LONDON (Reuters) - Britain’s third-biggest party, the Liberal Democrats, denied on Monday it had ruled out joining a coalition government if no single party won a parliamentary majority at this year’s election.
The possibility of Britain’s first “hung parliament” since 1974 has unsettled financial markets but Liberal Democrat deputy leader Vince Cable said it could be in the national interest “because it will force parties to work together in a way that single-party government won’t.”
He told BBC radio: “We will be very constructive in our approach to it, but we are not engaging in fancy games of working out who does what.”
The main opposition Conservatives are favorites to win the election, expected in May, and so end 13 years of Labour rule.
But a series of polls has shown the center-right Conservatives falling short of the support needed for a majority. The left-leaning Liberal Democrats, who have 63 seats in the current 646-member parliament, could become kingmakers in that scenario.
Investors fear a minority or coalition government would not act decisively to bring down Britain’s gaping public sector deficit, forecast to reach 178 billion pounds ($279 billion) this year or more than 12 percent of Gross Domestic Product.
A poll of economists for Reuters last month predicted a 20 percent chance of a hung parliament, up from 15 percent in a similar poll in October.
The Liberal Democrats denied a report in the Guardian newspaper that they were ruling out forming a coalition if the party held the balance of power after the election.
“We’re not ruling out any option,” Cable said.

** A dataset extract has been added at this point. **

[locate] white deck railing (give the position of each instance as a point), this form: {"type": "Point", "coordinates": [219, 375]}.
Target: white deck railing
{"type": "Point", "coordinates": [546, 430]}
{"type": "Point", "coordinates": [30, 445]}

The Guardian said the Liberal Democrats would be prepared to support either main party provided they won concessions on their four key policy areas.
The party’s priorities, set out by leader Nick Clegg at a Reuters Newsmaker event last month, are:
— Economic reform. The Liberal Democrats want to shift the economy away from what they see as over-reliance on financial services and promote “green” technology.
— Tax reform. The Liberal Democrats would close loopholes for the richest and introduce a “mansion tax” on homes worth more than 2 million pounds ($3.13 million) to fund tax cuts for others and to take millions out of paying tax altogether.
— Education. The party proposes to put an extra 2.5 billion pounds into schools, providing more money for deprived children.
— Political reform. The party would respond to a scandal over politicians’ expenses by reducing the number of members of parliament and giving voters the right to fire corrupt MPs.
The speculation about a hung parliament has led top civil servants to make preparations, the Guardian said on Monday.
However, the government denied a Guardian report that Gus O’Donnell, cabinet secretary, had distributed secret memos among senior officials on how to handle a hung parliament.
“The cabinet secretary has not distributed this document. As part of the preparations for a general election, it is normal practice for the Civil Service to consider all potential outcomes,” a Cabinet Office spokeswoman said.